Mupfumira, through lawyer Mr Admire Rubaya, has since filed a notice of appeal at the High Court seeking the dismissal of the decision by magistrate Mrs Esthere Chivasa to sign the warrant after the State successfully argued that although she had been given her passport back for the trip she had not sought or been given leave of the court to be absent on her trial date, nor had she applied to have the trial postponed.

In her notice, Mupfumira, who is in South Africa on State business, raised a procedural point, saying Mrs Chivasa had no jurisdiction to conduct the hearing that saw her issuing a warrant of arrest, since it was a partly heard matter before Chief Magistrate Munamato Mutevedzi.
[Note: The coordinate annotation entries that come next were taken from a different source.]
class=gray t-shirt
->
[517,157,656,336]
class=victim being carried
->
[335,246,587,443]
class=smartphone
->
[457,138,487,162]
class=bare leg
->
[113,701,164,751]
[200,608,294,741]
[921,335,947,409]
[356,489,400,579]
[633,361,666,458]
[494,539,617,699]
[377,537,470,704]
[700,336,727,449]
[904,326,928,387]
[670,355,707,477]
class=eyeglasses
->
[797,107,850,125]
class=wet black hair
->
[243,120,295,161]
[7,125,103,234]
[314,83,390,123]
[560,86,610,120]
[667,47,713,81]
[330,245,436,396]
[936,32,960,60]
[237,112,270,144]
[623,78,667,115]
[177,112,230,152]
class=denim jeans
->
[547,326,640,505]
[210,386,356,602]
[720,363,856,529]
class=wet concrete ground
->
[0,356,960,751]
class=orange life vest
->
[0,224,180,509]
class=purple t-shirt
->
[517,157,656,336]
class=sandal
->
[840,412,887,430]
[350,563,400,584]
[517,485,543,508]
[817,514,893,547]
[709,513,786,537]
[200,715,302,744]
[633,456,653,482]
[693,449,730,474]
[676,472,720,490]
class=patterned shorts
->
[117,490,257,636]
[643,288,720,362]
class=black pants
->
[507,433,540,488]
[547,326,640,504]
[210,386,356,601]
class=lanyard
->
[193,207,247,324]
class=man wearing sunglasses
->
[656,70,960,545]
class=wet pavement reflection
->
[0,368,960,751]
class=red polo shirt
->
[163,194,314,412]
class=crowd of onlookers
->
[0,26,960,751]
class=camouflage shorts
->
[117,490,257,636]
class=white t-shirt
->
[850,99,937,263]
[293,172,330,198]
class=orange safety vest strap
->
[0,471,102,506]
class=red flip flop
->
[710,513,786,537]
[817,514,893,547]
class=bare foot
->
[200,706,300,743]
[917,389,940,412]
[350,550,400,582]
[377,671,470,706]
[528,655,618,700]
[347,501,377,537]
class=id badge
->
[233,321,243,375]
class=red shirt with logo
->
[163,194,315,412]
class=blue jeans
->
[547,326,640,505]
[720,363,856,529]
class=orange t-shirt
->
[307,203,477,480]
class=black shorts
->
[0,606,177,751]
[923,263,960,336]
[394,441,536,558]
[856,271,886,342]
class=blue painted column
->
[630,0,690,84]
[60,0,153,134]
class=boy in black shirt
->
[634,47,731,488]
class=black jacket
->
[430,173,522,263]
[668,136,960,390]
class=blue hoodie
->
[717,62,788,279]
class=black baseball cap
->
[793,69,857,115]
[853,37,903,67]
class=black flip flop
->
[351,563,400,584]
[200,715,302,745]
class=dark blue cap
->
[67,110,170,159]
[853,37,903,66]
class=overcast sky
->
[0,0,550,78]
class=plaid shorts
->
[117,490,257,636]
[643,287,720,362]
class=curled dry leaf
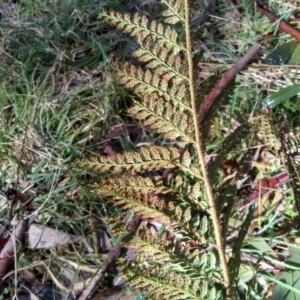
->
[26,224,82,249]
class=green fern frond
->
[128,96,195,144]
[78,146,179,176]
[84,0,232,299]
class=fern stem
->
[185,0,233,297]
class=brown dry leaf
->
[26,224,82,249]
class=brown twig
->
[199,44,260,124]
[256,1,300,42]
[78,243,121,300]
[0,220,27,290]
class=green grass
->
[0,0,299,299]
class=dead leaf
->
[26,224,82,249]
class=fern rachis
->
[80,0,232,299]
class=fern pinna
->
[80,0,232,299]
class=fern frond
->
[128,95,195,144]
[94,0,232,299]
[79,146,179,175]
[100,11,185,54]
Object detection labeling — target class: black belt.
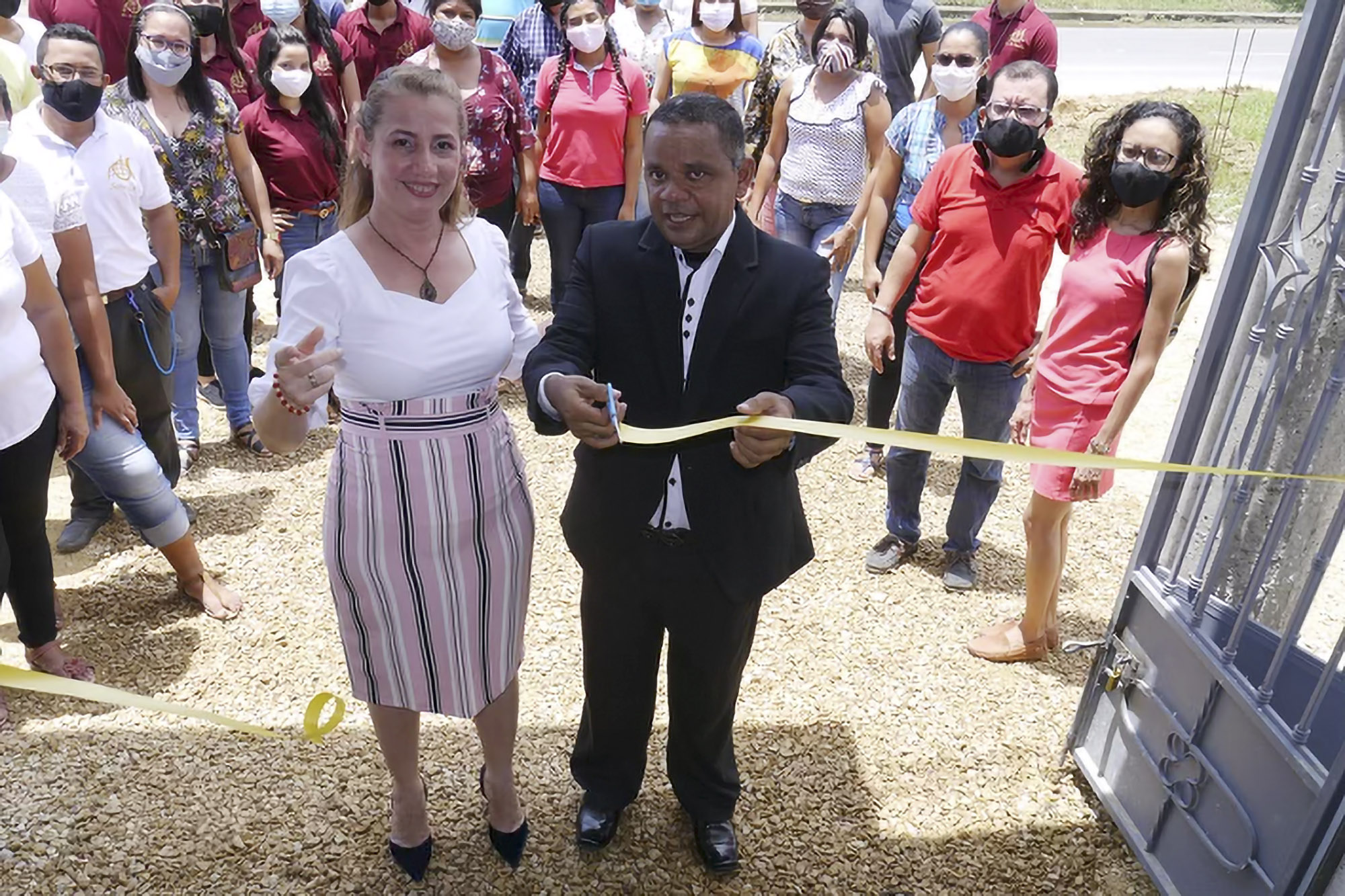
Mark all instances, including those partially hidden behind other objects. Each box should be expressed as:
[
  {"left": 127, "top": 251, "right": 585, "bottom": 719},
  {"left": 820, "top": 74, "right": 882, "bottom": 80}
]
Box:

Mr Rubaya said in his notice of appeal that the magistrate had erred by finding that Mupfumira had absented herself during trial without leave yet had applied for the temporary release of her diplomatic passport for the sole purpose of travelling to South Africa on official Parliament business from 13 May to 9 June 2021.

The application for release of her passport, which required an alteration of her bail conditions, was made before another magistrate, Mr Stanford Mambanje, and it was granted with the consent of the State.

Mr Rubaya argued in his notice of appeal that the court had erred by abdicating its positive duty to conduct an enquiry into Mupfumira's absence and only when satisfied that the absence was wilful or deliberate issuing a warrant of arrest.

Last week, Mrs Chivasa granted the State's application for the issue of a warrant of arrest against Mupfumira saying she travelled without leave of the court. In opposing the State's application, Mr Rubaya argued that the court had allowed her to travel after releasing her diplomatic passport and relaxing her bail reporting conditions.